Something about Chinatown
Where I fell in love with Photography


The first roll of film I ever shot I went to Chinatown. I was living on the Upper West Side going to a school I didn’t particularly fit in at or like, and any chance I got, I would take the subway downtown to escape. Most times I would find myself just sitting in a coffee shop — particularly when the weather was cold. Then, I was given my camera.
It was my mother’s Canon AE-1 from the 80s; a basic 35 mm staple. I was given the camera and all her lenses, two rolls of film and the manual the camera came with. I was given no instruction on how to use the camera, no prior discussion of ISO or aperture or f-stop — I had never heard those terms before—and was told to shoot and try different “settings”, make note of them, and see what came out in a way I liked.


I had always been interested in photography and cinematography, editing and directing, but never bothered to take a class or pick up a camera (other than the cheap miniature digital cameras I made home movies on as a kid). More than anything, though, I had always liked the uncertainty that comes with trying something new creatively.
The first roll I shot was black and white, ilford 400 ISO film. Some of the photos came out, most didn’t.
However, I remember initially being drawn to Chinatown. Maybe it’s because of all the different signs; maybe the neon lights or the open restaurant windows with food and meat hanging; maybe it was all of the different outdoor markets and the myriad of different options out in the open. Maybe it’s how everything in Chinatown is so accessible to the eye, so out in the open, like it’s asking to be captured.

Maybe it’s the personality. There’s something comforting about how much Chinatown has to offer. It’s always alive and buzzing and emotional. Sometimes I think Manhattan’s Chinatown is what made me fall in love with photography. Some of my favorite photos to this day were taken in Chinatown, and I continue to return to take more.
And there’s something to be said about photographing Chinatown in black and white, seeing all the bustling energy and vibrant color isolate and become still. It’s poetic. It takes the beauty of a neighborhood and focuses on the obvious beauty overlooked amidst all the wonder and distractions.

I’ve tried to shoot Chinatown in color, but I keep coming back to black and white because, to me, photographs are about the moment and feeling, and the absence of color when capturing Chinatown best depicts the feeling of love and admiration I have for the neighborhood.

The sad truth is, I don’t think I still have most of the digital copies of that first roll I shot in Chinatown. At the time — and as I continued to progress in my photography— I wanted to hide those photographs. I was ashamed of them and their imperfections. That was always my issue with creative endeavors: I always became hung up on perfection or beauty looking a certain way.
I don’t spend as much time trying to make a photograph look “beautiful” or “perfect” anymore. I don’t think any photographers do. As my work and skills and understanding has grown, so has my mentality about photography. I relish in the messy or imperfect shots because sometimes there is so much beauty and personality within them, it shows through the imperfect.
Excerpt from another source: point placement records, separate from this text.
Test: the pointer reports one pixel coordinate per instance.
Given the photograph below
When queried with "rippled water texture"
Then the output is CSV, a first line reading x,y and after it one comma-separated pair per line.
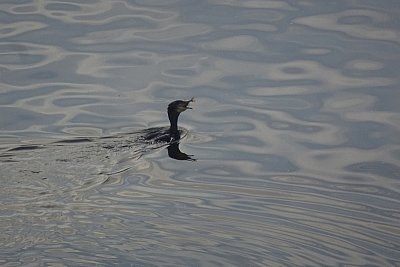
x,y
295,133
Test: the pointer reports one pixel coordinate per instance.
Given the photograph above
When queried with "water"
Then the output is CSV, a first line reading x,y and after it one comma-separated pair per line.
x,y
295,133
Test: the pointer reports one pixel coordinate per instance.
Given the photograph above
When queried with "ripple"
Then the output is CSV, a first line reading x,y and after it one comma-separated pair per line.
x,y
294,131
349,23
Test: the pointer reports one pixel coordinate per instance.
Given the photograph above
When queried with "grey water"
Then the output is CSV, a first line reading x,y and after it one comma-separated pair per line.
x,y
294,135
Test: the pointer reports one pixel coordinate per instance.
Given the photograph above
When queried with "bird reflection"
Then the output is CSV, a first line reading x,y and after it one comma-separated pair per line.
x,y
175,153
171,135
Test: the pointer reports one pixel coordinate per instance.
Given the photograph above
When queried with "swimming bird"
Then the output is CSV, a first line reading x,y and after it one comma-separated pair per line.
x,y
172,133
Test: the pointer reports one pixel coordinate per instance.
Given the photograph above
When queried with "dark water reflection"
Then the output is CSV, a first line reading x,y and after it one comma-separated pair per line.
x,y
295,133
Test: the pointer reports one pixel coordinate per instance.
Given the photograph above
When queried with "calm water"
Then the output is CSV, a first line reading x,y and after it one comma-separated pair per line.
x,y
295,131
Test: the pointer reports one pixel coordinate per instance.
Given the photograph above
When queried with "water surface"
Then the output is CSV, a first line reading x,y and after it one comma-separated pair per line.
x,y
295,133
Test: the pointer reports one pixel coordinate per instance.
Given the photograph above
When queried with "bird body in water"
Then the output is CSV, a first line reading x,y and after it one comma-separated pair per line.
x,y
172,134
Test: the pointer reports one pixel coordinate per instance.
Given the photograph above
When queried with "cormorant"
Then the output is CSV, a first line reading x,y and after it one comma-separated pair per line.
x,y
172,134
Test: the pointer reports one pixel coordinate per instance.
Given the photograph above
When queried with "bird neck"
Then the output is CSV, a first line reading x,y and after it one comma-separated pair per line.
x,y
173,119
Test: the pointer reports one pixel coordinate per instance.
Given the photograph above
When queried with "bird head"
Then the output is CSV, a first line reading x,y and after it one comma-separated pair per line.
x,y
179,106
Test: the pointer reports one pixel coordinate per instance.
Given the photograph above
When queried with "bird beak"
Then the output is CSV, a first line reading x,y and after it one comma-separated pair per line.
x,y
188,102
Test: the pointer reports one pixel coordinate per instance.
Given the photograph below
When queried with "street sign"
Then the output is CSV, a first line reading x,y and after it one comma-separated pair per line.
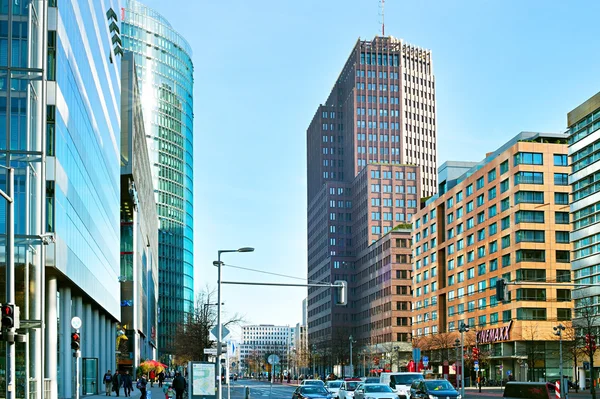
x,y
224,332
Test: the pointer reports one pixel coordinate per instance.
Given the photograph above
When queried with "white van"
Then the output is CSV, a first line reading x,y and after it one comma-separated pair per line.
x,y
400,382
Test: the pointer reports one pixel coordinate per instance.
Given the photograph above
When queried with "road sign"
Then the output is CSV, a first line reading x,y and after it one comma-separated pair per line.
x,y
224,332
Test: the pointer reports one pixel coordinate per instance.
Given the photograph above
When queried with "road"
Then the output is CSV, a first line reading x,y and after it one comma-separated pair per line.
x,y
264,390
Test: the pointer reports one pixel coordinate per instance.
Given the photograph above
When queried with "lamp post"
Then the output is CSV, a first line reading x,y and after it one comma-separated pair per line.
x,y
558,331
218,263
463,328
351,365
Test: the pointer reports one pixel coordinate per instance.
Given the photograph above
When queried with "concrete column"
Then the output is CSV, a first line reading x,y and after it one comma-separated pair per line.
x,y
66,356
51,337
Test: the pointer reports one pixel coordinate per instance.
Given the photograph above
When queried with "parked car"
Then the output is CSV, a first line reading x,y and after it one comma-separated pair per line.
x,y
313,382
374,391
400,382
347,389
430,389
529,390
334,387
311,392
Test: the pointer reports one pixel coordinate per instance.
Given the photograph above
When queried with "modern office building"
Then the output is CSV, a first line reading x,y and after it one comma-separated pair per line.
x,y
139,232
584,144
165,73
505,217
62,137
381,111
260,341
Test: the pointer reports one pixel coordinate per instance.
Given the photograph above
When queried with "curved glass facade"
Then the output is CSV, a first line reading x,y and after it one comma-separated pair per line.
x,y
165,73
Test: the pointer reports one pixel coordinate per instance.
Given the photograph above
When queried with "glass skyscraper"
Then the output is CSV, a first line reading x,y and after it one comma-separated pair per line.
x,y
165,73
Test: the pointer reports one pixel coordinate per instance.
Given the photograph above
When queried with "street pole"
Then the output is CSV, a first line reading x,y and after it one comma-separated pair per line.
x,y
10,275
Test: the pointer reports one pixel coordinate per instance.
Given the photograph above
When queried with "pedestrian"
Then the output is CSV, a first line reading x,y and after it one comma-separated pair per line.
x,y
161,378
127,383
178,385
117,382
152,377
108,383
141,385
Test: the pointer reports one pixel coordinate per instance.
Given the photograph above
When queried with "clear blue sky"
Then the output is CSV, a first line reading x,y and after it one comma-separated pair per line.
x,y
262,68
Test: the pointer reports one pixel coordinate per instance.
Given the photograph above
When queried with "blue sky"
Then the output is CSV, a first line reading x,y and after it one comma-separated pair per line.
x,y
263,67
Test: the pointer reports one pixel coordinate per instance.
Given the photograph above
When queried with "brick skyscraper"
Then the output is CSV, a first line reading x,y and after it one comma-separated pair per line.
x,y
380,112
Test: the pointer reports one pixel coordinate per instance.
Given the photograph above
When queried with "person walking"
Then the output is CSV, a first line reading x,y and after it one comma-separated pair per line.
x,y
141,385
127,383
107,383
117,382
179,385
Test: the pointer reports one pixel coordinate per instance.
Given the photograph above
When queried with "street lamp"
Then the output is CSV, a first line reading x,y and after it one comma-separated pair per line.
x,y
351,365
218,263
558,331
463,328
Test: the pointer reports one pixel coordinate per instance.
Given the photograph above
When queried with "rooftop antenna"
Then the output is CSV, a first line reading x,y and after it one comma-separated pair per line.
x,y
382,15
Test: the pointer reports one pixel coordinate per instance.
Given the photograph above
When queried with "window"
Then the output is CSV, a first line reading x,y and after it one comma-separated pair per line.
x,y
561,198
504,186
528,158
480,182
529,217
561,179
531,314
561,217
560,160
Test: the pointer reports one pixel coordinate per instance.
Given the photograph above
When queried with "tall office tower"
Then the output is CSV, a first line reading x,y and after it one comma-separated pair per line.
x,y
584,142
139,233
165,73
60,109
380,111
506,217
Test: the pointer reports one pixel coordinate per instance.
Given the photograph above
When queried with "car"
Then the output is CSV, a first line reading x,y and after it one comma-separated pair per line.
x,y
334,387
400,382
311,392
313,382
433,389
374,391
529,390
347,389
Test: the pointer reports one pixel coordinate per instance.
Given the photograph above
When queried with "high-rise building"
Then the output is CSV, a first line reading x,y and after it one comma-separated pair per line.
x,y
506,217
165,73
380,113
60,111
139,232
584,142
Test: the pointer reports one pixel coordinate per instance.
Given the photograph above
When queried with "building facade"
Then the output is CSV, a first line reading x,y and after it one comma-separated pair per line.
x,y
381,111
165,73
137,332
505,217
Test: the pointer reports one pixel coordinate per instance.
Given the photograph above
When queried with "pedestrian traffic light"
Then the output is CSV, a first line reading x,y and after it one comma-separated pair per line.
x,y
501,290
341,292
75,341
10,316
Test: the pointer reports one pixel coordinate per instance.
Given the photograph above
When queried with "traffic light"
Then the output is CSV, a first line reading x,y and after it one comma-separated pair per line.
x,y
501,290
75,341
341,292
10,316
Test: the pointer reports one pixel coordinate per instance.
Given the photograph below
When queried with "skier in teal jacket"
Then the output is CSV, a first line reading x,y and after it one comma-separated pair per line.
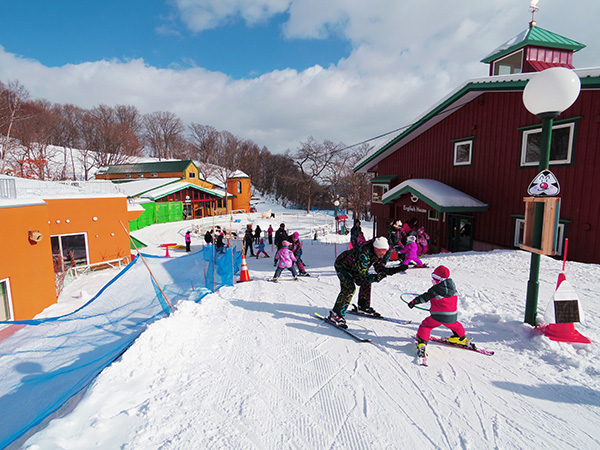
x,y
352,267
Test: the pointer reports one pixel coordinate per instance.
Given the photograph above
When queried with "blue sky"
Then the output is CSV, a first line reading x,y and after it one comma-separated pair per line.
x,y
75,31
274,71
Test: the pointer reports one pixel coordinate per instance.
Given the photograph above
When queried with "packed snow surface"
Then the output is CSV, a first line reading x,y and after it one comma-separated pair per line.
x,y
250,367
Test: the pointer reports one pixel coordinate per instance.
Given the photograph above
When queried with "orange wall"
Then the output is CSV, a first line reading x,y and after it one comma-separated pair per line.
x,y
105,236
242,200
28,266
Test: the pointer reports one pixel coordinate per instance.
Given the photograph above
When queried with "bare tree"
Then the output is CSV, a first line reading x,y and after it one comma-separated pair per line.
x,y
67,134
164,134
204,140
313,159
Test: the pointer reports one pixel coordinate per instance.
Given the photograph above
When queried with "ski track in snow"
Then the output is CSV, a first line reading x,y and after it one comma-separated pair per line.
x,y
250,367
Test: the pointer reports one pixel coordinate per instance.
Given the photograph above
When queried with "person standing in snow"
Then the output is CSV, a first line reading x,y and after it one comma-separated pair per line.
x,y
394,234
354,233
220,242
285,260
410,252
261,249
188,241
352,268
444,310
296,249
422,241
257,234
249,240
280,236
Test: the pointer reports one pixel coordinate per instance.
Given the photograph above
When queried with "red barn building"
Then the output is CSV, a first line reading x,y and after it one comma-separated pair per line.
x,y
463,168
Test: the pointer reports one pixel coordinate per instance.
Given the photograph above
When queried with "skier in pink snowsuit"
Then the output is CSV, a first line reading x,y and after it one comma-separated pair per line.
x,y
410,251
444,309
285,260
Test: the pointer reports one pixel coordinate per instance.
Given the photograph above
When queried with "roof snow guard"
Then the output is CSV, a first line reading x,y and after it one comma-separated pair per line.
x,y
439,196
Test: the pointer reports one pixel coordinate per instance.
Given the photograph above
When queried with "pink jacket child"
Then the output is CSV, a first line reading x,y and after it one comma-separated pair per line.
x,y
410,252
285,260
422,241
444,309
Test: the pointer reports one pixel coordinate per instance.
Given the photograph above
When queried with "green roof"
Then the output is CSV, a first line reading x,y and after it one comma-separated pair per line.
x,y
384,179
147,167
464,94
534,36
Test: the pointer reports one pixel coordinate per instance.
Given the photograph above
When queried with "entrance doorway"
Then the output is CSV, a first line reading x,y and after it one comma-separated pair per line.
x,y
460,233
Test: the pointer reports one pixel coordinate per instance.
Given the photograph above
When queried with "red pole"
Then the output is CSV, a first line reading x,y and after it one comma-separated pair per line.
x,y
565,253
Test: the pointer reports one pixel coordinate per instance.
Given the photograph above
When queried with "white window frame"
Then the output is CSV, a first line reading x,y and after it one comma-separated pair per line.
x,y
384,186
11,313
431,216
513,69
520,227
86,240
527,133
458,144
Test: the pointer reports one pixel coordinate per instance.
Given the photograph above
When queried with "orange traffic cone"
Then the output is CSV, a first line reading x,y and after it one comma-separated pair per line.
x,y
244,274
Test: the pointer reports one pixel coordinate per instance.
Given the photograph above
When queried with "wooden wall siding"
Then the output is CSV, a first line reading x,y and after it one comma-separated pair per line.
x,y
495,119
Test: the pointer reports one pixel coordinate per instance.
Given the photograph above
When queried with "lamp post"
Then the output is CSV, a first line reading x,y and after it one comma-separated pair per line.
x,y
336,203
546,95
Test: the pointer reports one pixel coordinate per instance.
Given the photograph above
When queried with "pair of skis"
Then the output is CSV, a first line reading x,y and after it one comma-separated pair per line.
x,y
421,359
355,310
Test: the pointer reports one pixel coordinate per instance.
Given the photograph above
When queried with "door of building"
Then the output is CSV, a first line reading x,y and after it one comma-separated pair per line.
x,y
460,233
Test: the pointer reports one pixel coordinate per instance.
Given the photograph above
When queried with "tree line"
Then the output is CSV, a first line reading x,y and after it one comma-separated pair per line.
x,y
313,175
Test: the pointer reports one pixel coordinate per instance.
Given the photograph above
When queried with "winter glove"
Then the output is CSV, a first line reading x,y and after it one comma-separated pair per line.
x,y
376,277
397,269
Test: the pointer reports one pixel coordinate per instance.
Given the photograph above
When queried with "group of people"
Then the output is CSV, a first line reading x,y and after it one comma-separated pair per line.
x,y
288,253
353,269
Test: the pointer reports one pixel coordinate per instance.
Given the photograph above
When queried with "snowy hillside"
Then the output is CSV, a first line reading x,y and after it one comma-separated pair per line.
x,y
250,367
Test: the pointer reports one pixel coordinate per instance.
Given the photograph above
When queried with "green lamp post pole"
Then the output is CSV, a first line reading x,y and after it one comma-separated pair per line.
x,y
546,95
533,285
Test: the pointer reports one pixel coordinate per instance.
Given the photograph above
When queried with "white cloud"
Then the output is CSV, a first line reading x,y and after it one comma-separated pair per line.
x,y
405,56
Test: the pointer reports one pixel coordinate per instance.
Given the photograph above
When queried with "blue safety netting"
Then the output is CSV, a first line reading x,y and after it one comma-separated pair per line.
x,y
47,361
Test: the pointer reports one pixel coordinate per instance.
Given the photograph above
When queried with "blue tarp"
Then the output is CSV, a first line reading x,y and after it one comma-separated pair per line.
x,y
47,361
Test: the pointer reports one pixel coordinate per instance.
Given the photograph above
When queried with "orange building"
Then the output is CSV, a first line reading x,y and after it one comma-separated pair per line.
x,y
46,234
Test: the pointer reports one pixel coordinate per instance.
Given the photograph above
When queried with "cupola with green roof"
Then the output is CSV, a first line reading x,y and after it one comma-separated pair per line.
x,y
532,50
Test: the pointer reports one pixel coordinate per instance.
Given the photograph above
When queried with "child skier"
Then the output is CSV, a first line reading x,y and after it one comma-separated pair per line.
x,y
422,241
261,249
410,252
297,250
352,268
285,260
444,310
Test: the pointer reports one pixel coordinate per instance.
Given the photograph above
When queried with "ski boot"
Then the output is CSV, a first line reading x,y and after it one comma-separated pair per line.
x,y
337,319
455,339
369,310
421,348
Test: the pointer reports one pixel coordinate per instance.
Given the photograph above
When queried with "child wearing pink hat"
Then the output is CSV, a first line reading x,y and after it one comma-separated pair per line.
x,y
285,260
444,310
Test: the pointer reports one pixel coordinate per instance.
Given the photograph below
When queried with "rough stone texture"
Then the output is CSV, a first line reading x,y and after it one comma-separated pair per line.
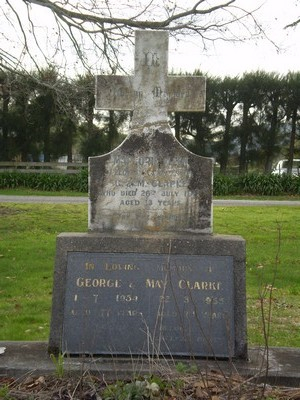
x,y
150,207
150,93
132,246
150,183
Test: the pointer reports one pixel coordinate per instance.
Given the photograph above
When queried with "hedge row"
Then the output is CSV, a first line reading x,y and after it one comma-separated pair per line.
x,y
253,184
47,182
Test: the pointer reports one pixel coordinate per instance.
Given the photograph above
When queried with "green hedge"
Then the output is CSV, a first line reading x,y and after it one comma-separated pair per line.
x,y
256,184
253,184
43,181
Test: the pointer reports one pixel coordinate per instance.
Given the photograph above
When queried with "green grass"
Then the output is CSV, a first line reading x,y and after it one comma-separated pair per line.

Photography is about many things, but one in particular stands out as a matter of continued importance: Photography is about learning to let go. To let go of fears, of boundaries, of strict rules or ideas, to let go of space or time, everything, and absorb the moment and capture the feeling of that moment — or a small detail perhaps overlooked — through the lense.


So, thank you, Chinatown, for helping my fall in love with what I love.